By Edward H. Garcia
We see them all the time around Callender Lake — a young couple, often with a couple of kids “helping out” clearing a newly-acquired lot. They’ll come on weekends for a few months, working on their land and probably dreaming of what they’ll do when they finally build their place. Sometimes it’s an older couple or a man and his teenaged son. One sign that they are really serious about clearing and building is the acquisition of a culvert. There are all kinds of culverts, but the current fashion seems to be for long, bright-silver corrugated metal tubes. They say to the casual passerby, “We’re in this for the long haul. We’re willing to invest a couple of hundred dollars on this bad boy because we’re going to build.”

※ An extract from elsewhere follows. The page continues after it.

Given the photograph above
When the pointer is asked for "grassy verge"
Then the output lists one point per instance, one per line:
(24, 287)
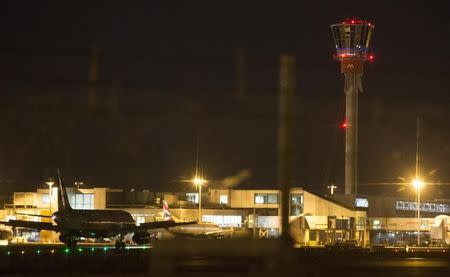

Sadly, a culvert sometimes tells a different tale, a sadder one. As my wife and I walk around our community — and I’m guessing that it’s true all across East Texas — we see all sorts of culverts that are overgrown or clotted with silt providing entrance to overgrown lots where whatever clearing was ever done is now reclaimed by briars, sumacs, cedars, and poison ivy. The culverts are no longer bright-silver. Many are relics of an earlier era when ceramic or concrete culverts were in vogue. This one says, “Thirty or forty years ago, someone had great plans for this lot, but something must have happened because they never came back.”
We can imagine but probably never know what happened. One culvert might betoken a divorce or an unexpected death. Another might be a clue to a financial reversal — the expected bank loan didn’t come through. Perhaps it was just too hard to get away from the city and not that much fun to clear land in the middle of the summer. Or a wife or husband or teenagers rebelled at coming to the country. Whatever the real story, as we walk by abandoned culverts, we know, with the poet Robert Burns, that the best laid plans of mice and men often go awry.
All these sad culverts got me to thinking about the “culverts” in all our lives — the evidence that we once had great plans that somehow didn’t work out. Maybe it’s an incomplete college transcript or a stack of travel books for a vacation that never happened. Or something much more heartbreaking—a trousseau that never left the cedar chest or a nursery that never sheltered a baby. In a cardboard box in a storage building, I have a number of journals which are barely begun. Each time I bought one, it seemed like a good idea, but evidently it wasn’t.
So what are we to think about our culverts — our unrealized dreams? They are a melancholy sight whether we walk past them or we find them in musty storage boxes. But I think of another poet, John Keats, who wrote with the certainty that he would not live long enough to fulfill his dreams. He knew he was dying of tuberculosis as his mother and brother had died before him. More than most of us, he was aware of the inevitable death of beauty — that perfect rose will die by stages, and the fact that it must die is an essential ingredient of its beauty. Keats tells us to revel in the melancholy we will inevitably feel — to taste the whole of it, to crush it like a grape against our palate and savor it. Keats’ prescription is not easy to follow. I would rather not think about my disappointed ambitions, however trivial or momentous, but there they are—the abandoned culverts.
We can dare to hope that someday we might return to those culverts for a new beginning. Until that day we can savor the delicious, pungent truth about best laid plans.